Exposure to elevated glucose concentrations alters the metabolomic profile of bovine blastocysts

Abstract

Chronically high blood glucose concentrations are a characteristic of diabetes mellitus. Maternal diabetes affects the metabolism of early embryos and can cause a delay in development. To mimic maternal diabetes, bovine in vitro fertilization and embryo culture were performed in fertilization medium and culture medium containing 0.5, 2, 3, and 5 mM, glucose whereas under control conditions, the medium was glucose free (0 mM). Compared to control conditions (0 mM, 31%), blastocyst development was decreased to 23% with 0.5 and 2 mM glucose. Presence of 3 or 5 mM glucose in the medium resulted in decreased blastocyst rates (20% and 10% respectively). The metabolomic profile of resulting day 8 blastocysts was analysed by UPLC-MS/MS, and compared to that of blastocysts cultured in control conditions. Elevated glucose concentrations stimulated an increase in glycolysis and activity of the hexosamine pathway, which is involved in protein glycosylation. However, components of the tricarboxylic acid cycle, such as citrate and alpha-ketoglutarate, were reduced in glucose stimulated blastocysts, suggesting that energy production from pyruvate was inefficient. On the other hand, activity of the polyol pathway, an alternative route to energy generation, was increased. In short, cattle embryos exposed to elevated glucose concentrations during early development showed changes in their metabolomic profile consistent with the expectations of exposure to diabetic conditions.

Fig 1. Effect of glucose on bovine cleavage and blastocyst development.

Fertilization and embryo culture was performed in culture medium without supplementary glucose (control) and in medium containing final glucose concentrations as indicated. A) Cleavage was evaluated on day 5 of post-fertilization culture. B) Blastocyst development was evaluated on day 8 of post-fertilization culture. Data are depicted as mean ± SD; columns with different letters differ significantly, p < 0.05.

Fig 2. Selected biochemicals detected in bovine blastocysts.

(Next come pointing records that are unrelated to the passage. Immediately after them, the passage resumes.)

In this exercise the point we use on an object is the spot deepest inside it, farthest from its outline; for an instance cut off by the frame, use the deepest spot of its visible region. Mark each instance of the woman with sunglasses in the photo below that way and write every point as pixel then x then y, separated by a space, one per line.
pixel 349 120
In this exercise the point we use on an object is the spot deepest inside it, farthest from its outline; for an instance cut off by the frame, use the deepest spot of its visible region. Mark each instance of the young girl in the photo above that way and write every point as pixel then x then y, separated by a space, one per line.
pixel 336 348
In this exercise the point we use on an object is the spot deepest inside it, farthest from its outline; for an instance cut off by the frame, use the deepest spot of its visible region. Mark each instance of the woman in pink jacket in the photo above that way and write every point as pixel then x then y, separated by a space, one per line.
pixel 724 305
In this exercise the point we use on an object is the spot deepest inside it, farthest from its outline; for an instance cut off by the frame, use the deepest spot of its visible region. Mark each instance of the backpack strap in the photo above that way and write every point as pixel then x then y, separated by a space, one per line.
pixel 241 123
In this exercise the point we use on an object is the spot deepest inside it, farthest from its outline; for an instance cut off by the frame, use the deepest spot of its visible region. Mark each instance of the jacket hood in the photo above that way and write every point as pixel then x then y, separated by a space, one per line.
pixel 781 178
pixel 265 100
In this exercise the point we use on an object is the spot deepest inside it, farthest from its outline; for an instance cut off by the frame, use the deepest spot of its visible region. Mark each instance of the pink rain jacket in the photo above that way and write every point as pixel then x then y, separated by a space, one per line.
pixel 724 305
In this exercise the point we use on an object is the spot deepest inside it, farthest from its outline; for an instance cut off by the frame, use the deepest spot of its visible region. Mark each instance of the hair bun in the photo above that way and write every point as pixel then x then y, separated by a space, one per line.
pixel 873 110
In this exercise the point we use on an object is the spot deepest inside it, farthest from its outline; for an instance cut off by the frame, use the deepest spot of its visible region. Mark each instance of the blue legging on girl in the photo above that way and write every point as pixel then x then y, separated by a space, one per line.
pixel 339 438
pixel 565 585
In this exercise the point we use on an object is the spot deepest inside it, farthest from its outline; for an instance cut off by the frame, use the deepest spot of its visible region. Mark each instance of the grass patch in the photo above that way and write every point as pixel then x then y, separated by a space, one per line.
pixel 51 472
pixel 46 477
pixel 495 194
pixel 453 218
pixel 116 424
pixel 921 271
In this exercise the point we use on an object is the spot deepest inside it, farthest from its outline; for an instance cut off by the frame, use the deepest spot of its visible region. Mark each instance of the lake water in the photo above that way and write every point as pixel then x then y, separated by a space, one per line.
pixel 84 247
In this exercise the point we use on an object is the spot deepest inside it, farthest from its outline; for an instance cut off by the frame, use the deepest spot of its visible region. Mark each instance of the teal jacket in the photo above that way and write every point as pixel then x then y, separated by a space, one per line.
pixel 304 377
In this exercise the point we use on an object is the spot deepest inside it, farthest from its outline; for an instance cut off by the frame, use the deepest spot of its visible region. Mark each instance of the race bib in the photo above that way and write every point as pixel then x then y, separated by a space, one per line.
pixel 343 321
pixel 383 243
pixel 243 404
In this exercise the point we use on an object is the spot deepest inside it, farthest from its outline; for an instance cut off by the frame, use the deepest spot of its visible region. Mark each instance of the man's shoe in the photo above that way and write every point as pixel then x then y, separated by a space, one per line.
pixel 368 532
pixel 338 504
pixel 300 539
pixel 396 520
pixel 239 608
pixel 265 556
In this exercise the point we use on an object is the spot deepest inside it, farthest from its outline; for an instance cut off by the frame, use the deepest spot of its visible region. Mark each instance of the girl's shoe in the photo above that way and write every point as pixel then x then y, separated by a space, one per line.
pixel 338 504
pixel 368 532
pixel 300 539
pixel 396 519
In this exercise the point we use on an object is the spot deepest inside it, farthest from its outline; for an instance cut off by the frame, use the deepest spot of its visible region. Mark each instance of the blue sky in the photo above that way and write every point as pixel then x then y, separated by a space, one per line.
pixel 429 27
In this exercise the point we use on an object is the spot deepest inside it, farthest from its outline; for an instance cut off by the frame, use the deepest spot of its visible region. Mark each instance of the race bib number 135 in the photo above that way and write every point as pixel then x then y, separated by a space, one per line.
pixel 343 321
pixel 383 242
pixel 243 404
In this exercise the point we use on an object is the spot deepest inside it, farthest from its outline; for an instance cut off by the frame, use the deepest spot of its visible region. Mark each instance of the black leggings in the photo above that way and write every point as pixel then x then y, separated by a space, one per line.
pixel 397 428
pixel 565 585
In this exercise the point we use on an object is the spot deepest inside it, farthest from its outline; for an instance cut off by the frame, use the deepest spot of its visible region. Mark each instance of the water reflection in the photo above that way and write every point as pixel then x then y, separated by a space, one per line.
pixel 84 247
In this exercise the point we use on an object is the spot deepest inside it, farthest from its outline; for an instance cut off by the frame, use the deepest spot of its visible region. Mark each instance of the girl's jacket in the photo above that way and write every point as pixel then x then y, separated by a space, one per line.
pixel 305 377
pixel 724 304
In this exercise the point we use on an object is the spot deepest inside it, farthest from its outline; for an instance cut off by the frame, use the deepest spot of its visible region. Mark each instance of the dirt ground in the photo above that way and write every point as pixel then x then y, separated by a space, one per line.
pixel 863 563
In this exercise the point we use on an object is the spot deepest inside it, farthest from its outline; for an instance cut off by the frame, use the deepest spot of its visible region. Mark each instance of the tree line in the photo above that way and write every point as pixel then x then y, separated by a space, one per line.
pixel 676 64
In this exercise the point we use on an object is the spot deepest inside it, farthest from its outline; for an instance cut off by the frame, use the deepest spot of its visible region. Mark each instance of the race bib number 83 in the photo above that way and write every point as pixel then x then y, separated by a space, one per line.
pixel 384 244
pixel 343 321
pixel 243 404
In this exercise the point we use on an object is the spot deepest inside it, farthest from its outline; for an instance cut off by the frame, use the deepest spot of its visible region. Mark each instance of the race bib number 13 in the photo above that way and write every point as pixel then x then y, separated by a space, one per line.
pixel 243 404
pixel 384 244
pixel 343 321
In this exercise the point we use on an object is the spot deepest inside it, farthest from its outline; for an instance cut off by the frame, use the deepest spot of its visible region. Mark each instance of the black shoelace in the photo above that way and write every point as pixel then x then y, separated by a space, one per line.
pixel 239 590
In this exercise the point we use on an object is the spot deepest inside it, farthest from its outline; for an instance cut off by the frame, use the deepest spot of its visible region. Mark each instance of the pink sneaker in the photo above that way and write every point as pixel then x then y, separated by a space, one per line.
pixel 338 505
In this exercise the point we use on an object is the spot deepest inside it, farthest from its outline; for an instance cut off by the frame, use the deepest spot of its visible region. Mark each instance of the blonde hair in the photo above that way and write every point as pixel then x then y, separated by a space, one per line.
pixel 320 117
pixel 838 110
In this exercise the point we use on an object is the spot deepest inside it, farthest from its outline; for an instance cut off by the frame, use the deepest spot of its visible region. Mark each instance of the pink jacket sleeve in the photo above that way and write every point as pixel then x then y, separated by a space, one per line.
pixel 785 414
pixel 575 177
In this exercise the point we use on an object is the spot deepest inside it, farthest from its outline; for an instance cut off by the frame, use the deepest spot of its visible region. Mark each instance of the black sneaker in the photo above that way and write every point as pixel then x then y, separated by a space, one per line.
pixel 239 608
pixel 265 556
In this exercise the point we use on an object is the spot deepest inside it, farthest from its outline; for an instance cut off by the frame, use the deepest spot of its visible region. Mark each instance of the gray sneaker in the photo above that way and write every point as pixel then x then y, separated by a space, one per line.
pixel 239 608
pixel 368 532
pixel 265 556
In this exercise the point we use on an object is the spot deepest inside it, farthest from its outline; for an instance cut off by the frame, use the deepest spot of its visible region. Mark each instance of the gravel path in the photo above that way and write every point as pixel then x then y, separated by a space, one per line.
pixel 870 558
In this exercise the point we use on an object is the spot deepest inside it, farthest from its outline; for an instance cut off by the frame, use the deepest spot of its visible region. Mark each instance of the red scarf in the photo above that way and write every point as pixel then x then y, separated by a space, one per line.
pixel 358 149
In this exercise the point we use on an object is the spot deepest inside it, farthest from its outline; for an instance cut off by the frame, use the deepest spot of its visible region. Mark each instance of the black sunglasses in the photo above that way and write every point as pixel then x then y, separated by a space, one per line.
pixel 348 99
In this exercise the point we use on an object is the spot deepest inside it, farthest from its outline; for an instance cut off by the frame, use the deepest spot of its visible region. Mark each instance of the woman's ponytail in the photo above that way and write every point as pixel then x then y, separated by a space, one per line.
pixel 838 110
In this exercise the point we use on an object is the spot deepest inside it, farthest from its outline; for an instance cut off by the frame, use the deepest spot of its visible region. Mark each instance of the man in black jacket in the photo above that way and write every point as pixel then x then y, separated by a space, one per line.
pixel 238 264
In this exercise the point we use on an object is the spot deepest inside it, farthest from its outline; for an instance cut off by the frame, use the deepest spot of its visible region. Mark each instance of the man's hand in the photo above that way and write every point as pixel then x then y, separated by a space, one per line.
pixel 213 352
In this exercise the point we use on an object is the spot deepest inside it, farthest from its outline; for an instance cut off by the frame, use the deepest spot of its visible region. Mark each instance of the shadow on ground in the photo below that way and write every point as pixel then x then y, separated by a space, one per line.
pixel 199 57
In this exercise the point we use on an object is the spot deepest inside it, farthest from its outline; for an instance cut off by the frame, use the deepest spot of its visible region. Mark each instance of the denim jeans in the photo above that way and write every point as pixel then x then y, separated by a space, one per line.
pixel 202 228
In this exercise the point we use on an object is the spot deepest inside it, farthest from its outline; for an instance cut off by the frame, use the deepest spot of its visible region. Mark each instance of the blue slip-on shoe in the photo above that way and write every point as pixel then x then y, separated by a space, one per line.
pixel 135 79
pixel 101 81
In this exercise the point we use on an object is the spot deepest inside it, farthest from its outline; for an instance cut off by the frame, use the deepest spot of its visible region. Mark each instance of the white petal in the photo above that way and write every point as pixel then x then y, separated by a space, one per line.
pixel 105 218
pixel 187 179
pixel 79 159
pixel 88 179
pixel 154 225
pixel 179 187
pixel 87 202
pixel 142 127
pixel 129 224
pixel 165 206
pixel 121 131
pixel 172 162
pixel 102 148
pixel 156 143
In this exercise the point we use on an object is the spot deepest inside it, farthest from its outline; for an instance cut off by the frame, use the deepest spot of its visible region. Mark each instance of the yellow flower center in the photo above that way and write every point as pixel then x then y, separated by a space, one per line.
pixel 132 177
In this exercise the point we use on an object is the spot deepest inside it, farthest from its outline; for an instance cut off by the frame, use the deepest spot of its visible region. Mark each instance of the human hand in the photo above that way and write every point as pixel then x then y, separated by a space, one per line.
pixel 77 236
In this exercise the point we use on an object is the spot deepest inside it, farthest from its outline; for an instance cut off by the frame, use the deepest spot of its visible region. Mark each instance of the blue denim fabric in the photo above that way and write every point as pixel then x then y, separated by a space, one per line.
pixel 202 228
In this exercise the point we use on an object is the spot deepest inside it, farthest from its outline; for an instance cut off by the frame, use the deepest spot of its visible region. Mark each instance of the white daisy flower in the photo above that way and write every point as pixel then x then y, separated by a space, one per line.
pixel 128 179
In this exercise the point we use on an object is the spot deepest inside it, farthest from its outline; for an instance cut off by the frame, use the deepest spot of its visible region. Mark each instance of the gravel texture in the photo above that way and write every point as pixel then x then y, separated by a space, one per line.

Box and whisker plots for biochemical components detected in day 8 blastocysts produced in medium in the presence or absence (control) of 3 mM glucose. A) glucose (p = 0.0396), B) 3-phosphoglycerate (p = 0.0015), C) phosphoenolpyruvate (p = 0.0077), D) pyruvate (p = 0.6239), E) lactate (p = 0.6635) and F) oxidized glutathione (GSSG) (p = 0.0146). The upper whiskers represent the maximum, and the lower whiskers the minimum values. The plus-signs indicate the mean values, while the median values are represented by a black line within the boxes. Boxes with different letters differ significantly. Light blue—d8 blastocysts without supplementary glucose; blue—d8 blastocysts cultured in the presence of 3 mM glucose.

Fig 3. Selected biochemicals detected in bovine embryo conditioned medium.

Box plots for biochemical components detected in SOF medium conditioned by bovine embryos with more than eight cells cultured for 3 days (day 5 –day 8 of in vitro culture). A) mannitol/sorbitol (p = 0.0131), B) fructose (p = 0.0002) and C) pyruvate (p = 0.0902). The upper whiskers represent the maximum, and the lower whiskers the minimum values. The plus-signs indicate the mean values, while the median values are represented by a black line within the boxes. Boxes with different letters differ significantly. Light blue—conditioned glucose-free medium; blue—conditioned 3 mM glucose supplemented medium.

Fig 4. Schematic diagram of biochemicals in bovine blastocysts affected by glucose exposure.

Biochemical components of glycolysis, the tricarboxylic acid cycle, and the hexosamine pathway altered when bovine blastocysts were cultured in the presence of 3 mM (compared of 0 mM) glucose. Metabolites shown in green decreased and those in red increased in blastocysts exposed to 3 mM glucose, or in medium conditioned by these blastocysts, compared to control conditions (without glucose).